Tuesday, 8 October 2019

Taking a break to smell the roses


Subject: Taking a break to smell the roses.



Sunday mornings are always special it's as if there is a sort of mental pause to the week the frantic pace of our lives takes a little bit of a dive and we become more human. 
In the old days Sunday was sacrosanct few people worked from 1pm on Saturday afternoon, the shops closed and on Sunday people put on their Sunday best many going to church many to visit friends for Sunday lunch, the men to the pub which was only open from 12 midday to 3pm. 
Weekends were celebrated, looked forward to as a genuine break from work and if you had to work the employer was required to pay you double time to compensate for you having lost your weekend break. But somehow this was all changed, the weekend became like any other day, you worked but without the premium pay and Saturdays and Sundays became like weekdays, as the 1950s song goes, "a little day older and deeper in debt, St Peter can't call me cause I can't go, I sold my soul to to the companies store" . The lyrics 16 tons from the song by Tennessee Ernie Ford.
Somehow we had become cajoled into working when the 'company store' wanted us to work and we became chattels to business and industry.
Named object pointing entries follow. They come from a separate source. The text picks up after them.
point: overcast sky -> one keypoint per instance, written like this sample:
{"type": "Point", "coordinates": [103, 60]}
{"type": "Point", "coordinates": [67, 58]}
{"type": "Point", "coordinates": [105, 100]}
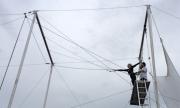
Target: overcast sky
{"type": "Point", "coordinates": [114, 34]}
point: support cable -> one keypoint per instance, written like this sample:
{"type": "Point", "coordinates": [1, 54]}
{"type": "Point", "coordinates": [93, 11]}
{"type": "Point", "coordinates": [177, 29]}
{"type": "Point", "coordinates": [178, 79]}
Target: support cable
{"type": "Point", "coordinates": [92, 9]}
{"type": "Point", "coordinates": [15, 44]}
{"type": "Point", "coordinates": [78, 68]}
{"type": "Point", "coordinates": [167, 13]}
{"type": "Point", "coordinates": [83, 49]}
{"type": "Point", "coordinates": [70, 40]}
{"type": "Point", "coordinates": [11, 21]}
{"type": "Point", "coordinates": [10, 14]}
{"type": "Point", "coordinates": [76, 55]}
{"type": "Point", "coordinates": [32, 90]}
{"type": "Point", "coordinates": [68, 87]}
{"type": "Point", "coordinates": [101, 98]}
{"type": "Point", "coordinates": [87, 51]}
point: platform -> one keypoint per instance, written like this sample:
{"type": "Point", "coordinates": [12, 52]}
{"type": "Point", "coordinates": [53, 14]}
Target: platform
{"type": "Point", "coordinates": [142, 93]}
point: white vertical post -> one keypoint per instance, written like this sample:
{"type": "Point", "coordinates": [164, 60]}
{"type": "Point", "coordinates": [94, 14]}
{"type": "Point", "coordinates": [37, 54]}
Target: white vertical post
{"type": "Point", "coordinates": [48, 85]}
{"type": "Point", "coordinates": [21, 64]}
{"type": "Point", "coordinates": [153, 57]}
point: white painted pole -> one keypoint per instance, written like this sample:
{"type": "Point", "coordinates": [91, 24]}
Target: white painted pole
{"type": "Point", "coordinates": [21, 64]}
{"type": "Point", "coordinates": [153, 57]}
{"type": "Point", "coordinates": [48, 85]}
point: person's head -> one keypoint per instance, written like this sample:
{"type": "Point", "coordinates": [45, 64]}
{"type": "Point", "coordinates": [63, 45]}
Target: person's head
{"type": "Point", "coordinates": [129, 65]}
{"type": "Point", "coordinates": [144, 64]}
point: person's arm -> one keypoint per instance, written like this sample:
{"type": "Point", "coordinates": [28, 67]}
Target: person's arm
{"type": "Point", "coordinates": [136, 64]}
{"type": "Point", "coordinates": [120, 69]}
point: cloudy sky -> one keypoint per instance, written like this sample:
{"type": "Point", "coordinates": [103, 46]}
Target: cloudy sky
{"type": "Point", "coordinates": [114, 34]}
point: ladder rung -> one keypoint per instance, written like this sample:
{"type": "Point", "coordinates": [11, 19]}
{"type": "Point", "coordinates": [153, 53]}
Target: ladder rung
{"type": "Point", "coordinates": [144, 104]}
{"type": "Point", "coordinates": [141, 87]}
{"type": "Point", "coordinates": [142, 92]}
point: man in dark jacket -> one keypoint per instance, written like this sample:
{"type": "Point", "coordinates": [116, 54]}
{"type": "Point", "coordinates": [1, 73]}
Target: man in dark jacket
{"type": "Point", "coordinates": [130, 71]}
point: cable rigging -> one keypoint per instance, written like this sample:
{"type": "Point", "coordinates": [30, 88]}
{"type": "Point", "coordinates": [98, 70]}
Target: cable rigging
{"type": "Point", "coordinates": [86, 50]}
{"type": "Point", "coordinates": [15, 44]}
{"type": "Point", "coordinates": [102, 98]}
{"type": "Point", "coordinates": [167, 13]}
{"type": "Point", "coordinates": [92, 9]}
{"type": "Point", "coordinates": [11, 21]}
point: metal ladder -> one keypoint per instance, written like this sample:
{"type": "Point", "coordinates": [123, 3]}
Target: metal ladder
{"type": "Point", "coordinates": [141, 91]}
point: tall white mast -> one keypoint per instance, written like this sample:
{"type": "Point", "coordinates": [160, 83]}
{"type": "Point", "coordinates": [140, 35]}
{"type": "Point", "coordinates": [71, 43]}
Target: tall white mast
{"type": "Point", "coordinates": [153, 57]}
{"type": "Point", "coordinates": [21, 64]}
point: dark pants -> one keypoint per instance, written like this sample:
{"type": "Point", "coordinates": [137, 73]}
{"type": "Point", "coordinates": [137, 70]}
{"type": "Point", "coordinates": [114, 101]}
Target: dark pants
{"type": "Point", "coordinates": [143, 79]}
{"type": "Point", "coordinates": [133, 78]}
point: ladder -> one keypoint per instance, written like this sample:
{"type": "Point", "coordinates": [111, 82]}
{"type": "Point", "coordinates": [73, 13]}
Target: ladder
{"type": "Point", "coordinates": [140, 90]}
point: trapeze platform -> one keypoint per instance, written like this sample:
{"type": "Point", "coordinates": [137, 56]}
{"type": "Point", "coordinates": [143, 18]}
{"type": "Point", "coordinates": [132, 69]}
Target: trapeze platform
{"type": "Point", "coordinates": [139, 92]}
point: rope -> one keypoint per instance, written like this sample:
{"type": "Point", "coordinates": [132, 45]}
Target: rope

Anyway retirement has brought an end to all that pressure, each day is much the same except that Sunday seems different. It's as if its bred into the psych, that the mind has an expectation of something different on Sunday, something to look foreword to, something out of the ordinary on what used to be known as 'a day of rest'.
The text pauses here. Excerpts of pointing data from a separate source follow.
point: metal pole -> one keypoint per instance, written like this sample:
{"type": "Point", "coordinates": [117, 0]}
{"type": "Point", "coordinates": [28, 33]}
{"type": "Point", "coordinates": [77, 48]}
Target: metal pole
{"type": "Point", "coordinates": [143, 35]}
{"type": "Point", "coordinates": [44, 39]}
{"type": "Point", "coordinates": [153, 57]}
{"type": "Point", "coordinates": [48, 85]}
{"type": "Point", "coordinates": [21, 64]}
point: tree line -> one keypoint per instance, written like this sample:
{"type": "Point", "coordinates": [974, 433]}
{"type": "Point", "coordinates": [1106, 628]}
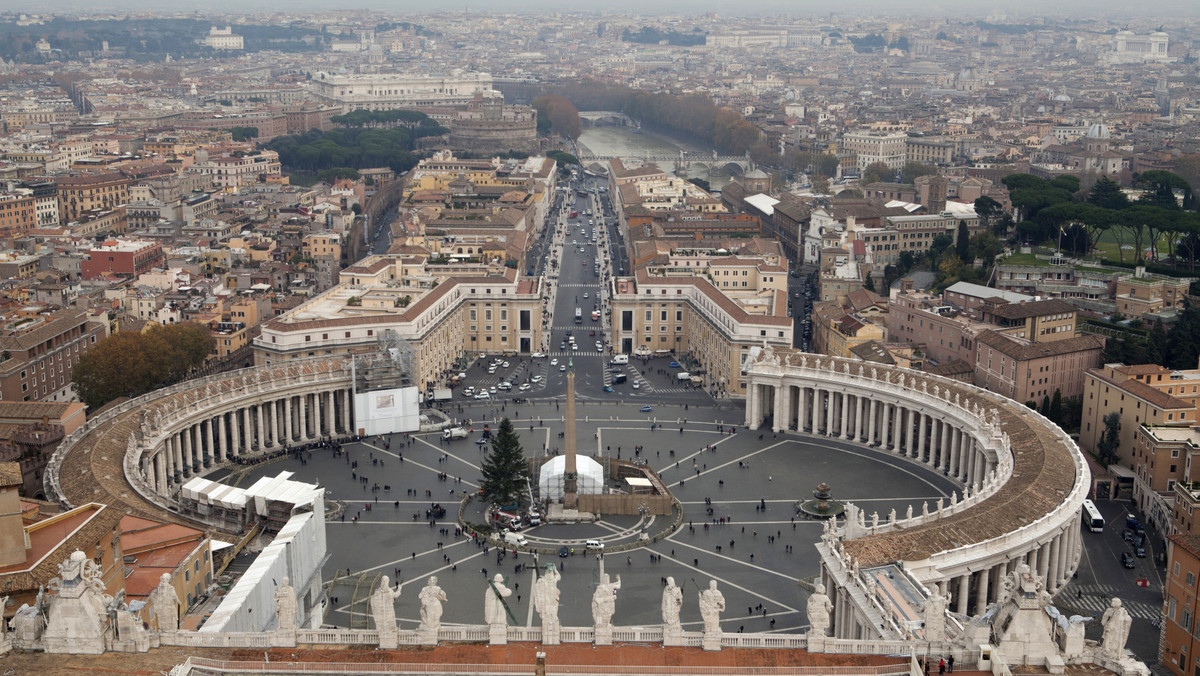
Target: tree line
{"type": "Point", "coordinates": [1155, 226]}
{"type": "Point", "coordinates": [352, 147]}
{"type": "Point", "coordinates": [131, 363]}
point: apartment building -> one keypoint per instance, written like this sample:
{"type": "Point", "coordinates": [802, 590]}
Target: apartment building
{"type": "Point", "coordinates": [18, 214]}
{"type": "Point", "coordinates": [238, 169]}
{"type": "Point", "coordinates": [870, 147]}
{"type": "Point", "coordinates": [1024, 370]}
{"type": "Point", "coordinates": [1162, 458]}
{"type": "Point", "coordinates": [456, 316]}
{"type": "Point", "coordinates": [39, 351]}
{"type": "Point", "coordinates": [1145, 394]}
{"type": "Point", "coordinates": [123, 257]}
{"type": "Point", "coordinates": [95, 192]}
{"type": "Point", "coordinates": [1181, 598]}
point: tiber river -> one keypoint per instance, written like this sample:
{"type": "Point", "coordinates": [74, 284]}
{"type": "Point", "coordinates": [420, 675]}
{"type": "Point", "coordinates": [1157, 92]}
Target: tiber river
{"type": "Point", "coordinates": [622, 142]}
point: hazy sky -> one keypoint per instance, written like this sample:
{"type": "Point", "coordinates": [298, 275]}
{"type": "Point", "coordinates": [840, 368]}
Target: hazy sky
{"type": "Point", "coordinates": [801, 7]}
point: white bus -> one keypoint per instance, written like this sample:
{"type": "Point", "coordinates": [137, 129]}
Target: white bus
{"type": "Point", "coordinates": [1092, 519]}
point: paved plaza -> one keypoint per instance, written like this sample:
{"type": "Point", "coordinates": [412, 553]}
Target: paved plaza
{"type": "Point", "coordinates": [753, 479]}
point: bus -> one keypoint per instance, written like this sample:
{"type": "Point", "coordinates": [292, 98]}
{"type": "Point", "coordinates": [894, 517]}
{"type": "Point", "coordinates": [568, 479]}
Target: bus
{"type": "Point", "coordinates": [1092, 519]}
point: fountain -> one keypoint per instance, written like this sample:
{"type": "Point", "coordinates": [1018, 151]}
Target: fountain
{"type": "Point", "coordinates": [822, 506]}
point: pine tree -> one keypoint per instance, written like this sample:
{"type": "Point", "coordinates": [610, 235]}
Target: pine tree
{"type": "Point", "coordinates": [963, 243]}
{"type": "Point", "coordinates": [504, 470]}
{"type": "Point", "coordinates": [1056, 407]}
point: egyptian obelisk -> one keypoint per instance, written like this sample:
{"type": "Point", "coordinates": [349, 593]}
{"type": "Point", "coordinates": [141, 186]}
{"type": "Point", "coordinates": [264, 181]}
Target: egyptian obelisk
{"type": "Point", "coordinates": [570, 486]}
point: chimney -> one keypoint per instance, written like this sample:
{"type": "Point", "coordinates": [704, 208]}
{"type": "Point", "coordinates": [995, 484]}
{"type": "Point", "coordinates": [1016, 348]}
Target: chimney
{"type": "Point", "coordinates": [12, 527]}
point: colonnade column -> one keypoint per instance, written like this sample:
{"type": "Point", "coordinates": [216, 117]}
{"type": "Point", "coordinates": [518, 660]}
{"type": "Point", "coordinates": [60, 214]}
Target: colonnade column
{"type": "Point", "coordinates": [982, 590]}
{"type": "Point", "coordinates": [870, 429]}
{"type": "Point", "coordinates": [222, 438]}
{"type": "Point", "coordinates": [923, 437]}
{"type": "Point", "coordinates": [329, 413]}
{"type": "Point", "coordinates": [287, 420]}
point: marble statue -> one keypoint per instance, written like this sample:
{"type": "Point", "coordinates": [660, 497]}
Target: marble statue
{"type": "Point", "coordinates": [934, 614]}
{"type": "Point", "coordinates": [493, 602]}
{"type": "Point", "coordinates": [712, 603]}
{"type": "Point", "coordinates": [286, 605]}
{"type": "Point", "coordinates": [546, 596]}
{"type": "Point", "coordinates": [819, 609]}
{"type": "Point", "coordinates": [165, 604]}
{"type": "Point", "coordinates": [432, 597]}
{"type": "Point", "coordinates": [1116, 628]}
{"type": "Point", "coordinates": [383, 605]}
{"type": "Point", "coordinates": [672, 600]}
{"type": "Point", "coordinates": [604, 602]}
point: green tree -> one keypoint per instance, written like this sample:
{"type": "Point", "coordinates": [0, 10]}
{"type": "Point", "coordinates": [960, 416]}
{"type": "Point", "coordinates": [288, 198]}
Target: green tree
{"type": "Point", "coordinates": [564, 118]}
{"type": "Point", "coordinates": [505, 470]}
{"type": "Point", "coordinates": [876, 172]}
{"type": "Point", "coordinates": [131, 364]}
{"type": "Point", "coordinates": [988, 209]}
{"type": "Point", "coordinates": [1107, 193]}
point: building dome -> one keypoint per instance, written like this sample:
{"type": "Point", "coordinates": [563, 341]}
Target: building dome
{"type": "Point", "coordinates": [589, 477]}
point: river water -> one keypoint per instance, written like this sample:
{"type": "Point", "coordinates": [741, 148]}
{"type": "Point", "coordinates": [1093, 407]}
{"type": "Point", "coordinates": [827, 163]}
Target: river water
{"type": "Point", "coordinates": [623, 142]}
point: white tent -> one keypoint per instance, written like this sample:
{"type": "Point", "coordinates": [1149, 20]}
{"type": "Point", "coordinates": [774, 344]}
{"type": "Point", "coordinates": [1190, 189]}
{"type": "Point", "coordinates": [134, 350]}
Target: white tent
{"type": "Point", "coordinates": [589, 477]}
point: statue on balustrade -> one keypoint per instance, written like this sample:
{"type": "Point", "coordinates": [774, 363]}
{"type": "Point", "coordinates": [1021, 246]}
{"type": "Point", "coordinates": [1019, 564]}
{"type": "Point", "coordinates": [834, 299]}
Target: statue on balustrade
{"type": "Point", "coordinates": [383, 605]}
{"type": "Point", "coordinates": [604, 602]}
{"type": "Point", "coordinates": [1116, 622]}
{"type": "Point", "coordinates": [432, 597]}
{"type": "Point", "coordinates": [545, 597]}
{"type": "Point", "coordinates": [672, 600]}
{"type": "Point", "coordinates": [712, 604]}
{"type": "Point", "coordinates": [165, 604]}
{"type": "Point", "coordinates": [819, 609]}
The shops and cinemas are open, sport is played, and of course the churches are open.
In essence little is different but I feel it in my bones that it is. Breakfast has a special feel to it as does the walk or the drive later. Sunday Lunch is still celebrated as being a special family meal with a Sunday Menu to differentiate the day from other days in the week. The shops are open for fewer hours, presumably to allow staff to enjoy a little more time at home with their families and friends. Perhaps also to divert us away from being consumers for a few hours, to take a break and smell the roses.